Throughout history, decision-makers have relied on clinical trials to make evidence-based improvements in the delivery of health care. From the first recorded study of whether beans or meat better prepared warriors in biblical times, to the discovery that lemons treated scurvy among ailing British sailors better than vinegar or cider, carefully controlled scientific studies have inspired medical advances for centuries. They are just as influential today, especially in the evolving world of cancer treatment.
What does a clinical trial do?
A clinical trial may seek answers to any number of questions: whether a drug works, how it compares to other treatments, or whether it causes side effects, for example. Without such data, winning government approval for next-generation drugs and other treatment advances would be impossible. Moving a new drug from idea to pharmacy shelf is an often-lengthy process, one that frequently depends on how long it takes to enroll enough patient-volunteers. It typically takes eight to 12 years for a drug candidate to make the journey from lab to clinic. At a time when some standout new cancer treatments are showing promise over traditional therapies, that may seem like a long time to wait.

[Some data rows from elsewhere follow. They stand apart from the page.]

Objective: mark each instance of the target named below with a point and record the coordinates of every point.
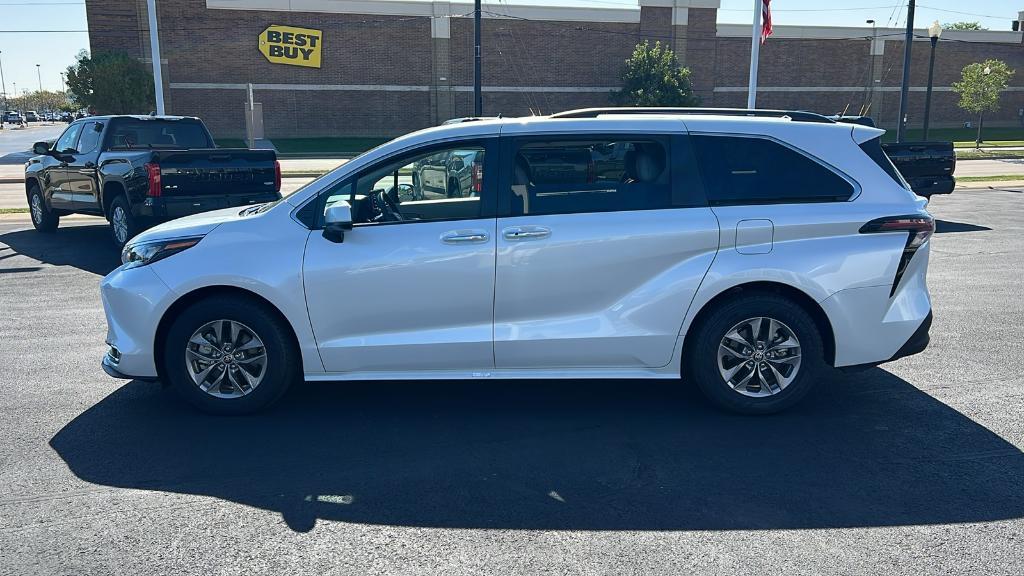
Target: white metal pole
(252, 118)
(158, 75)
(752, 90)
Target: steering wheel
(385, 207)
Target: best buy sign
(295, 46)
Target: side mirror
(337, 218)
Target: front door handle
(464, 237)
(525, 233)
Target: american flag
(765, 21)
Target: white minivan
(743, 251)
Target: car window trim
(487, 209)
(849, 179)
(512, 142)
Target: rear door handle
(464, 237)
(525, 233)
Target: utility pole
(905, 87)
(158, 76)
(4, 85)
(477, 95)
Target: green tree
(111, 83)
(963, 26)
(980, 86)
(653, 77)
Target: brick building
(390, 67)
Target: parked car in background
(744, 252)
(452, 173)
(140, 170)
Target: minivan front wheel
(757, 354)
(229, 356)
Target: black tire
(44, 218)
(118, 207)
(701, 361)
(283, 361)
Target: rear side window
(752, 170)
(872, 149)
(561, 176)
(129, 133)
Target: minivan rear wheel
(229, 356)
(757, 354)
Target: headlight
(142, 253)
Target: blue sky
(23, 44)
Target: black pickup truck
(928, 167)
(137, 171)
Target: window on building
(753, 170)
(561, 176)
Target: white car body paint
(606, 294)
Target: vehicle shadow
(85, 247)
(944, 227)
(866, 450)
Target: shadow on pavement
(866, 450)
(943, 227)
(85, 247)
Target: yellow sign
(295, 46)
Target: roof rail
(798, 116)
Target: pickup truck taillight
(153, 176)
(919, 228)
(478, 177)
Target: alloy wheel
(759, 357)
(36, 205)
(225, 359)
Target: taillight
(919, 228)
(478, 177)
(153, 176)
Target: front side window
(66, 144)
(90, 137)
(753, 170)
(561, 176)
(443, 183)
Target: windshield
(159, 133)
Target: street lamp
(934, 32)
(3, 85)
(870, 66)
(981, 115)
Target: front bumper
(134, 300)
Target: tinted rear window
(159, 133)
(872, 149)
(752, 170)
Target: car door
(601, 247)
(82, 179)
(55, 174)
(410, 294)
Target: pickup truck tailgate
(197, 180)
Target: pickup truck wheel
(122, 222)
(42, 217)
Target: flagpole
(752, 90)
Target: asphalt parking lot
(912, 468)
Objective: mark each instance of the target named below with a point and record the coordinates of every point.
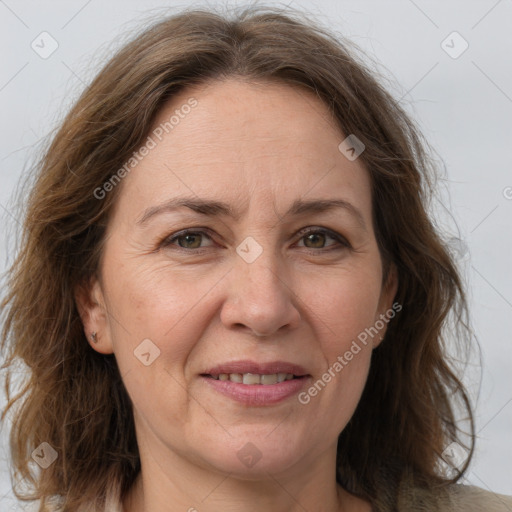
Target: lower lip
(257, 394)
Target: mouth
(254, 378)
(256, 384)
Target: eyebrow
(215, 208)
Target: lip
(257, 394)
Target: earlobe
(90, 304)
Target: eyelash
(343, 243)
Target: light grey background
(463, 105)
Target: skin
(304, 300)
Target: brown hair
(73, 397)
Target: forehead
(243, 141)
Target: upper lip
(258, 368)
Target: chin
(254, 457)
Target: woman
(230, 295)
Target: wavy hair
(73, 398)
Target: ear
(90, 302)
(387, 308)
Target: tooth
(269, 379)
(251, 378)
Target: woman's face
(273, 282)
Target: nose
(260, 298)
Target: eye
(318, 236)
(190, 239)
(187, 239)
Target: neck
(186, 487)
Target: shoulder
(452, 498)
(469, 498)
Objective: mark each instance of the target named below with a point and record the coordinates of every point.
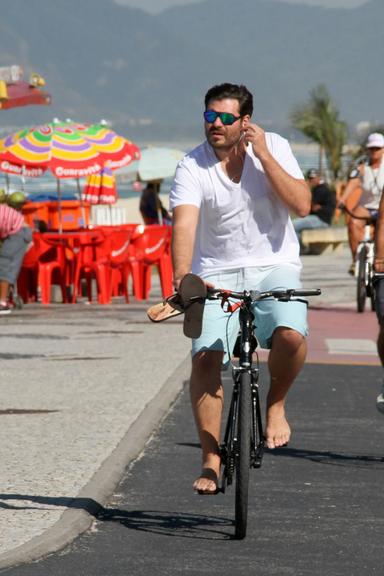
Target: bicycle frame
(229, 448)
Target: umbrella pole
(158, 204)
(59, 206)
(82, 207)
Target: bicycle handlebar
(368, 219)
(255, 295)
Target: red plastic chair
(119, 258)
(92, 251)
(51, 267)
(43, 265)
(27, 280)
(150, 246)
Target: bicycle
(364, 263)
(243, 443)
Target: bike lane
(315, 506)
(340, 335)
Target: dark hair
(235, 91)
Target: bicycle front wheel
(243, 462)
(361, 280)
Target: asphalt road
(315, 506)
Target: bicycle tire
(243, 460)
(361, 280)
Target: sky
(156, 6)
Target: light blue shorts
(220, 329)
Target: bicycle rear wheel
(243, 455)
(361, 280)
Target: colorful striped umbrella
(55, 146)
(118, 151)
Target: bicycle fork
(229, 449)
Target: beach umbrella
(116, 149)
(57, 147)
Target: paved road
(73, 412)
(315, 506)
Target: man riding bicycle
(369, 176)
(231, 200)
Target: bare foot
(208, 481)
(277, 431)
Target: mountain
(148, 73)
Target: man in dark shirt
(322, 207)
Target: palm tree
(319, 120)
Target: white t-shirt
(372, 185)
(240, 225)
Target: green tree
(319, 120)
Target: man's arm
(292, 191)
(185, 219)
(352, 185)
(379, 238)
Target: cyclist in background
(369, 176)
(15, 236)
(231, 199)
(378, 265)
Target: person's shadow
(175, 524)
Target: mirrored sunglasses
(226, 117)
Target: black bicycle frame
(229, 448)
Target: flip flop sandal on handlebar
(169, 308)
(193, 292)
(190, 300)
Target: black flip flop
(210, 475)
(169, 308)
(192, 292)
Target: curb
(91, 499)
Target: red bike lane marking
(344, 324)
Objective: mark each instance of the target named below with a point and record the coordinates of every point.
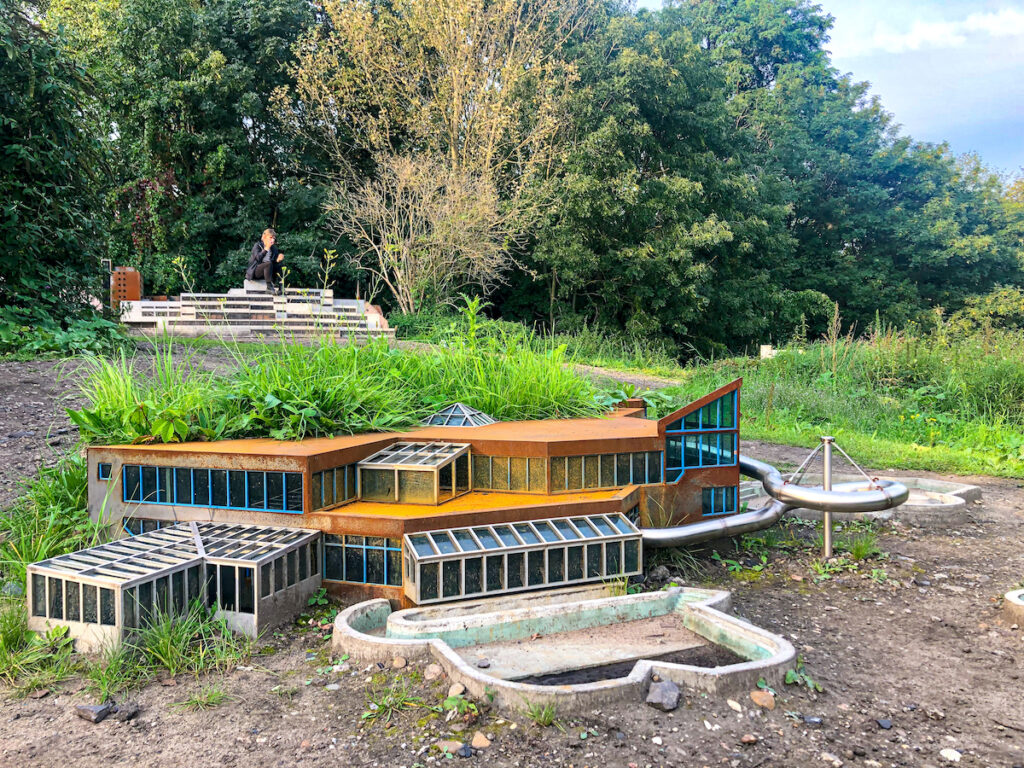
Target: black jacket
(260, 256)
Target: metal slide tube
(858, 496)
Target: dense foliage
(714, 181)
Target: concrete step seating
(251, 311)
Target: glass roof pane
(486, 538)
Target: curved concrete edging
(1013, 605)
(701, 616)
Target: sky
(948, 71)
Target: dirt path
(927, 653)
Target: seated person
(266, 261)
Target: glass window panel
(38, 595)
(574, 563)
(334, 563)
(486, 539)
(130, 600)
(293, 492)
(654, 466)
(377, 484)
(148, 483)
(474, 574)
(593, 560)
(375, 566)
(573, 472)
(165, 480)
(201, 486)
(623, 469)
(178, 591)
(293, 567)
(565, 529)
(535, 567)
(538, 474)
(182, 485)
(516, 567)
(257, 489)
(132, 478)
(264, 580)
(558, 473)
(218, 487)
(451, 578)
(107, 613)
(612, 558)
(556, 565)
(227, 588)
(526, 534)
(728, 409)
(274, 489)
(418, 487)
(500, 472)
(496, 572)
(481, 471)
(443, 543)
(428, 581)
(247, 596)
(73, 606)
(354, 564)
(518, 476)
(237, 489)
(394, 567)
(144, 602)
(465, 540)
(632, 560)
(56, 598)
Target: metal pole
(826, 485)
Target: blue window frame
(718, 501)
(705, 437)
(219, 488)
(364, 559)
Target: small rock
(125, 711)
(664, 695)
(479, 741)
(432, 672)
(93, 713)
(763, 698)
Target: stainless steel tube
(859, 496)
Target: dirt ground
(927, 653)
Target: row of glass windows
(365, 559)
(227, 488)
(718, 501)
(71, 601)
(285, 571)
(334, 485)
(720, 414)
(605, 470)
(516, 570)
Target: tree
(52, 169)
(473, 89)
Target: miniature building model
(465, 506)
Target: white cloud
(929, 35)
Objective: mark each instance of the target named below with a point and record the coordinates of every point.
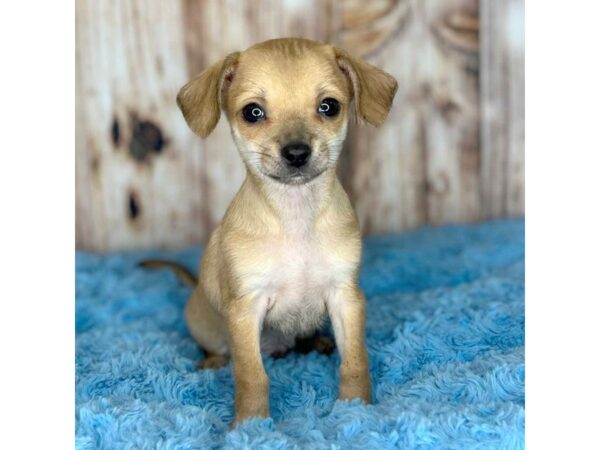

Clinical trial volunteers accept certain risks when participating—that the drug may not work for them, or that the treatment may lead to harmful side effects or other complications. In return, they gain early access to potential new therapies—under the close scrutiny of a panel of experts and may get a pay-it-forward satisfaction from helping to advance scientific knowledge. Multiple layers of review help protect the patient’s safety and interests throughout the process, says Dr. Ricardo Alvarez, Director of Cancer Research & Breast Medical Oncologist at Cancer Treatment Centers of America® (CTCA).
But clinical trials are not for everyone. Some patients are not good candidates; others choose not to enroll. Overcoming both hurdles remains a critical challenge for 21st century researchers. “The ultimate goal is to learn,” Dr. Alvarez says. “I think the only way we are going to make a change in the natural history of the disease is to make clinical trials a first-line recommendation.”
A drawback: Low enrollment
Unfortunately, only 3 or 4 percent of adult cancer patients in the United States enroll in clinical trials. The low participation rate often carries consequences—to the trial and the body of research—further delaying drug approval and presenting challenges to the trial’s success, says Dr. Glen Weiss, Director of Clinical Research at CTCA Phoenix. “Clinical trials are critical to all aspects of medicine, but especially cancer care, because the stakes are so high,” Dr. Weiss says.
Dozens of targeted anti-cancer drugs are in the research pipeline. The challenge for oncologists is deciphering the complexity the genomic era has brought. The light illuminating that path is clinical trial data. “I have been in oncology 20 years, and I can tell you, in the past three years, there has been a revolution in how we think about clinical trials and how we treat patients,” Dr. Alvarez says. “We are selecting more of these patients based on their tumor’s molecular profile, the genomic analysis, the proteomics. This is called the personalization of medicine.”